Financement bilatéral
Définition
Les financements bilatéraux sont des financements régis par des accords bilatéraux dans le cadre de la mise en œuvre de politiques de développement et de solidarité internationale des pays créanciers.
Ces financements peuvent prendre la forme de prêts accordés par les gouvernements et/ou leurs fonds/agences d’aide au développement, comme ils peuvent également provenir des organismes publics de crédit à l’exportation.
Le Maroc bénéficie aux appuis et financements offerts par ces pays (prêts/garanties/dons) en sus de leur accompagnement technique.
La dette bilatérale représente, à une date donnée, le total des tirages non encore remboursés au titre de l’ensemble des prêts extérieurs contractés auprès des pays créanciers ou leurs agences d’aide au développement.
Principaux créanciers
Sur les cinq dernières années, les principaux créanciers bilatéraux du Trésor sont : la France, le Japon, l'Allemagne et l’Arabie Saoudite.
A fin 2021, la dette à l’égard des créanciers bilatéraux représente 13% de l’encours total de la dette extérieure du Trésor.
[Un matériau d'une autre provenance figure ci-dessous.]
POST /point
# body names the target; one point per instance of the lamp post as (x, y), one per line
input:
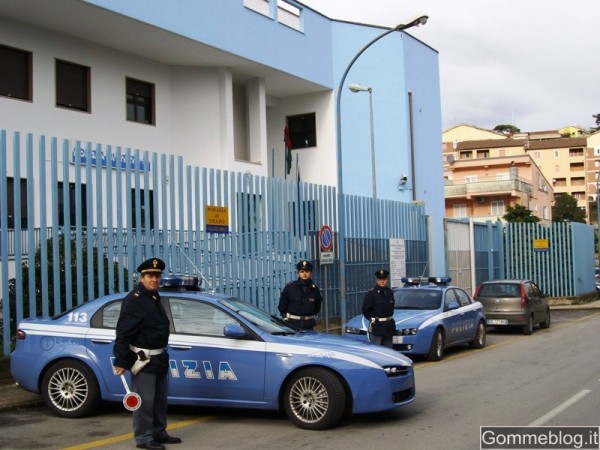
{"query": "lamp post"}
(354, 87)
(422, 20)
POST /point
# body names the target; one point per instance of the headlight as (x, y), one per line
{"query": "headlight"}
(352, 330)
(395, 371)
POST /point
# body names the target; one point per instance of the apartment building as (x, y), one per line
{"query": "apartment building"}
(564, 161)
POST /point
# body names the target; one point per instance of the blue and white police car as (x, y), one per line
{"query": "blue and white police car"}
(430, 315)
(223, 352)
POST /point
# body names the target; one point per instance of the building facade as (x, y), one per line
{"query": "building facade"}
(216, 83)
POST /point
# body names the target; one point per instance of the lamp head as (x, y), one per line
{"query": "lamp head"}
(355, 87)
(421, 20)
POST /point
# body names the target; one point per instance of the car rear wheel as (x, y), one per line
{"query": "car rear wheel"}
(69, 389)
(480, 336)
(528, 329)
(546, 322)
(314, 399)
(436, 351)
La répartition de l’encours de la dette bilatérale du Trésor par type de créanciers se présente à fin 2021 comme suit :
Financement multilatéral
Définition
Les financements multilatéraux sont des financements régis par des accords avec des institutions financières internationales et régionales fondées par plusieurs pays dans le but, entre autres, d'encourager le développement économique et social dans les pays en développement.
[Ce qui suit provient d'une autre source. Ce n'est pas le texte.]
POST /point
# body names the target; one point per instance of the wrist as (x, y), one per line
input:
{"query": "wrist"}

Le Maroc est actionnaire dans plusieurs de ces institutions, notamment, la Banque Internationale pour la Reconstruction et le Développement (BIRD), la Banque Africaine de Développement (BAD), le Fonds Monétaire Arabe (FMA), le Fonds Arabe pour le Développement Économique et Social (FADES), la Banque Islamique de Développement (BID), le Fonds International de Développement Agricole (FIDA). Il bénéficie à ce titre de l’accès aux appuis et financements (prêts/garanties/produits de gestion des risques/dons) desdites institutions en sus de leur accompagnement en matière d’assistance technique.
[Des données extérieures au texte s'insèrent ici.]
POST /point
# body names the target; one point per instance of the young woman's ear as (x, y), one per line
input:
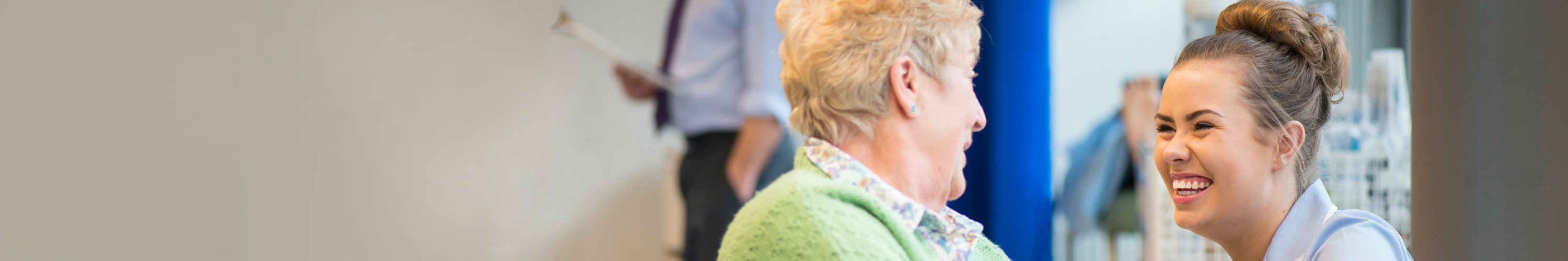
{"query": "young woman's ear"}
(1289, 144)
(901, 77)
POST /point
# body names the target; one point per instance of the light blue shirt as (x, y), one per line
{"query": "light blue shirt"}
(1318, 230)
(727, 66)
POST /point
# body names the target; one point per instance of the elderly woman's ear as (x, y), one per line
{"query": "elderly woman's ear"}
(902, 77)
La dette multilatérale représente, à une date donnée, le total des tirages non encore remboursés au titre de l’ensemble des prêts extérieurs contractés auprès desdites institutions.
Principaux créanciers
Sur les cinq dernières années, les principaux créanciers multilatéraux du Trésor sont : la BERD, la BAD, le FMA et la BEI. A fin 2021, la dette à l’égard des créanciers multilatéraux représente 52% de l’encours total de la dette extérieure du Trésor. La répartition de l’encours de la dette multilatérale du Trésor par type de créanciers se présente à fin 2021 comme suit :
Projets et réformes financés
De façon générale, les emprunts extérieurs mobilisés par le Trésor auprès des créanciers bilatéraux et multilatéraux sont destinés exclusivement :
- aux appuis aux réformes
- au financement des projets inscrits dans le budget général.
A noter que depuis l’avènement de la pandémie de COVID-19, certains emprunts ont été mobilisés auprès des créanciers officiels et ont été destinés à la mise en place des mesures d’atténuation des différents impacts de la crise sanitaire.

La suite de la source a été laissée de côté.